- Episode no.: Season 4 Episode 6
- Directed by: Tom Cherones
- Written by: Larry David
- Production code: 406
- Original air date: September 30, 1992

Guest appearances
- Bob Balaban as Russell Dalrymple; Peter Crombie as 'Crazy' Joe Davola; Lewis Dauber as doorman; Jessica Lundy as hostess; Stephen McHattie as Dr. Reston;

Episode chronology
| ← Previous "The Wallet" | Next → "The Bubble Boy" |
- Seinfeld season 4

= The Watch (Seinfeld) =

"The Watch" is the 46th episode of the sitcom Seinfeld. It is the sixth episode of the fourth season of the series, and first aired on NBC on September 30, 1992. Continuing from the previous episode, "The Wallet", George, holding out for more money for his and Jerry's TV pilot, gets his bluff called; Jerry must get his discarded watch back from Uncle Leo before his parents realize that he threw away their gift; and Dr. Reston turns the tables on Kramer when he pretends to be a rival for Elaine's affection.

==Plot==
Still at dinner, Morty is on the verge of figuring out that the watch he and Helen gave Jerry, and the watch that Uncle Leo fished out of the trash, are one and the same. Meanwhile, Helen pressures Jerry to ask the restaurant hostess out, making him hesitant despite the hostess's flirtatiousness.

Susan notifies George that NBC president Russell Dalrymple has called George's bluff and rescinded Jerry and George's pilot order, since—just as Jerry predicted—they have nothing of merit over any other contenders. Desperate to appeal to Dalrymple immediately, George wrestles Susan for her purse, containing Dalrymple's home address.

To help Elaine break up with Dr. Reston, Kramer calls Reston, posing as her boyfriend. Kramer puts on a show of intimidating Reston, but Reston's off-screen replies turn Kramer deferential. Kramer accommodates Reston's request to speak in person, forgetting that he is free to refuse.

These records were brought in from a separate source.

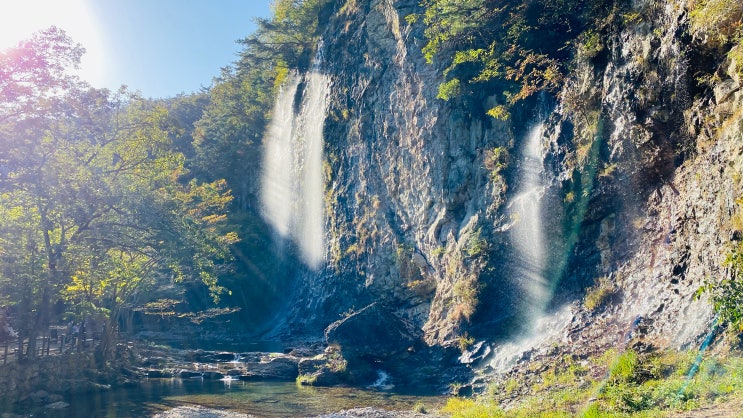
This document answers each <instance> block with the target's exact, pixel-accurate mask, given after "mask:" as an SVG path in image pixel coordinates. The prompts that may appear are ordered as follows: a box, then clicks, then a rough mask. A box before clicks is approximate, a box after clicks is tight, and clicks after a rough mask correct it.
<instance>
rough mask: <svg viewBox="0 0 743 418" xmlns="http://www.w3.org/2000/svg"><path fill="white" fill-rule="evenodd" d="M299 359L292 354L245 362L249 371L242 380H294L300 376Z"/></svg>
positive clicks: (284, 380) (240, 378)
mask: <svg viewBox="0 0 743 418" xmlns="http://www.w3.org/2000/svg"><path fill="white" fill-rule="evenodd" d="M298 363H299V360H298V359H297V358H295V357H290V356H277V357H271V358H268V359H267V360H264V361H261V362H258V363H255V362H252V363H245V367H246V368H247V372H246V373H245V375H244V376H240V379H241V380H284V381H292V380H295V379H296V378H297V376H299V365H298Z"/></svg>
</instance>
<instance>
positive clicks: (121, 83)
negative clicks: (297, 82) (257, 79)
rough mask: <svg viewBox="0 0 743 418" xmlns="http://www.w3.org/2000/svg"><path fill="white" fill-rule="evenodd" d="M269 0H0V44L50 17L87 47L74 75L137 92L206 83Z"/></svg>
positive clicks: (238, 47)
mask: <svg viewBox="0 0 743 418" xmlns="http://www.w3.org/2000/svg"><path fill="white" fill-rule="evenodd" d="M271 3H272V1H271V0H14V1H12V2H10V1H8V2H5V1H4V2H3V4H2V6H0V49H5V48H8V47H12V46H14V45H16V44H17V43H18V42H19V41H20V40H22V39H27V38H28V37H30V36H31V34H33V32H36V31H38V30H42V29H46V28H48V27H49V26H52V25H55V26H57V27H60V28H62V29H64V30H65V31H67V33H68V34H69V35H70V36H71V37H72V38H73V40H75V41H76V42H79V43H81V44H82V45H83V46H85V48H86V49H87V51H88V52H87V53H86V54H85V56H84V57H83V61H82V69H81V71H80V76H81V77H82V78H83V79H85V80H86V81H88V82H90V83H91V84H93V85H94V86H95V87H106V88H109V89H112V90H113V89H118V88H119V86H120V85H122V84H126V85H127V86H129V88H130V89H131V90H139V91H141V92H142V94H143V95H144V96H145V97H170V96H174V95H176V94H178V93H181V92H184V93H190V92H193V91H198V90H199V88H200V87H201V86H209V85H211V82H212V78H213V77H215V76H218V75H219V73H220V69H221V68H222V67H225V66H227V65H229V64H230V63H232V62H233V61H235V59H236V53H237V52H238V51H239V50H240V49H241V48H240V46H239V45H237V44H236V43H235V41H236V40H238V39H242V38H245V37H246V36H247V35H249V34H250V33H252V32H253V31H254V30H255V24H254V20H255V18H256V17H269V16H270V15H271V8H270V4H271Z"/></svg>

Despite not having his wallet, Morty fights with Jerry for the restaurant check as always; this proves futile when the maître d' turns down Morty's promise to pay by mail. Meanwhile, Jerry corners Leo in the men's room and demands to buy the watch back for far more than it's worth, but Morty catches them in the act. Later, Jerry indeed asks the hostess out, but discovers too late her bizarre, cartoonish laugh.

George seizes the concierge phone at Dalrymple's highrise apartment building and begs to be let in. Interrupting Dalrymple's dinner, George blathers on as if to close the deal, even as Dalrymple offers him nothing. With his dinner companion growing bored, Dalrymple finally agrees to George undercutting the original price, so that he will leave.

At Reston's office, Kramer is beguiled into gladly endorsing Reston and Elaine as a couple. Waiting downstairs, Elaine encounters "Crazy" Joe Davola, knowing nothing about him, and they hit it off. Davola consults Reston after Kramer, and gushes over his newfound love for Elaine.

Morty and Helen accept Jerry's apology, while George eats crow for his self-sabotage with NBC. Jerry thoughtfully replaces Morty's lost wallet, secretly loaded with money to also reimburse his lost cash. Seeing Velcro on the wallet, Morty sours on the gift and throws it away without looking inside. Uncle Leo, who is driving Morty and Helen to the airport, fishes the wallet out of the trash.